The World's Greatest Detective Is Back
Batman: Arkham Asylum was nothing short of a gaming tour-de-force. It had fantastically simple, yet deep combat, a story that kept everyone hooked, and it was bursting at the seams with extra content. Rocksteady had quite a task ahead of them, if they hoped ever hoped to surpass the original game, but they have. Batman: Arkham City is everything that its predecessor was and more. The combat remains fantastic, while still adding a few more wrinkles of depth and enjoyment and the story is one of the most interesting told in a while. Oh, and there is plenty of extra content.
You begin in Arkham City with almost no exposition, no idea of how this became to be, how long it has been since Batman shut down Joker's uprising, or who the hell would approve of Arkham City. These questions linger for a while, but they are all explained soon enough, and by that time, Rocksteady's writers have driven their hooks into you, and it is impossible to put it down. The story takes some dark and unexpected turns at times, and it also has one of the most memorable endings in a long time. Much like its predecessor, there are oodles and oodles of classic Batman villains, all with a unique and mature twist on them. Much of them are featured in sidequests, while the major ones--Joker, The Penguin, and Dr. Strange-- all play a key role in the story. For comic book fans, it must feel somewhat like fan service, but for people like me, who have not read a comic book in a long time (or ever), it might feel confusing. Luckily, the character bio page returns, which is a handy way of learning more about each villain or character that makes an appearance. Speaking of sidequests, there are only a few in number, but what it lacks in quantity, it makes up for in quality. Some of the sidequests will take you far longer than it would be to complete the main storyline alone, while some are fairly short. The interface, namely the map and compass, are slickly designed and make it easy to keep you focused and aware.
During all of the shenanigans during your time in Arkham City, Batman will be doing a lot of fighting. The combat remains mostly the same as it was during Arkham Asylum, but it has added a few new elements and features that manage to keep it exciting the entirety of the experience. For example, there are plenty of new gadgets for you to tinker with, inside and outside of the combat, and it is also easier to use them inside combat. They serve plenty of uses in combat, such as the grappling hook's ability to snag enemies guns right out of their hands. There are also a few new enemies that require specific methods to take down, and when you mix them all together, it can become quite a challenge to take them all down in an efficient manner.
In addition to the combat, Batman can also glide around the city with ease. I don't know about Batman himself, but I found this to be exhilarating. With the right upgrades, you fly from rooftop to rooftop with your handy grapnel tool, dive bomb to the surface of the water, pull up and glide kick one of Joker's thugs. As much fun as this is, there isn't much to do outside of the main story, sidequests, and The Riddler's Challenge. Because of this, it is hard calling Batman: Arkham City an open-world game, even though you can go almost anywhere you want to. Luckily, the sidequests and The Riddler's Challenge give you plenty of reasons to zip your way across the city, if you choose to do so. The Riddler's Challenge returns, and in full force. There are over 400 challenges to complete, some riddles, some trophies, and others are more repetitive actions that need to be completed. Only the most die-hard completionists will attempt these, but I probably never will even think about it.

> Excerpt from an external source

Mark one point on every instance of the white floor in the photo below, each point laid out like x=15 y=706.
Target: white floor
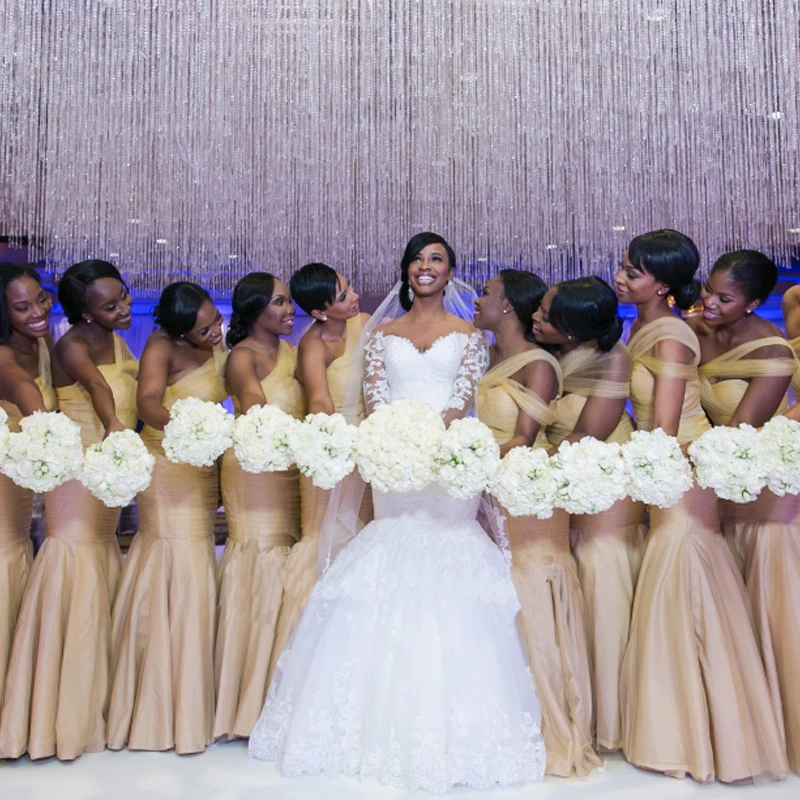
x=225 y=773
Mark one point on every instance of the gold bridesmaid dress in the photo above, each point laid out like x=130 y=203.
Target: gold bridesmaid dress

There are only a few options left to do outside of the main story mode, but they all serve a distinct purpose for fans. The New Game Plus mode turns off the counter icons above your enemies heads and toughens enemy placement. The other modes are in the form of challenge rooms or challenge campaigns. Challenge rooms function basically the same as they did before, but the campaigns are a series of three rooms in succession. You can create your own campaigns if you like or play through the pre-made campaigns.
Much has been said about the other playable character, Catwoman, and the way she is being used as an online pass, but I am not here to speak on that particular subject. However, Catwoman is featured in the game in four chapters, where you can collect Catwoman specific Riddler Trophies or just flat out complete her objective. She plays nearly identically to Batman, however, her animations and her traversal mechanic help justify her as a playable character.
Rounding out the package, the graphics and sound are both stellar. The voice acting is just as superb as it was in Arkham Asylum, with Mark Hamil still creeping the fuck out of me as the Joker. However great the graphics usually look, this is an Unreal Engine 3 game, so there are some cases of distracting texture-pop in.
Rocksteady did what they do best, make kick-ass Batman games. Simply put, if you liked Batman: Arkham Asylum, you will love Arkham City. It really isn't that different than the original, but it adds enough depth to make the gameplay feel just as exciting as when you first played Arkham Asylum and the story itself is worth experiencing. If you love Batman, play this game. If you love games, you need to play this game.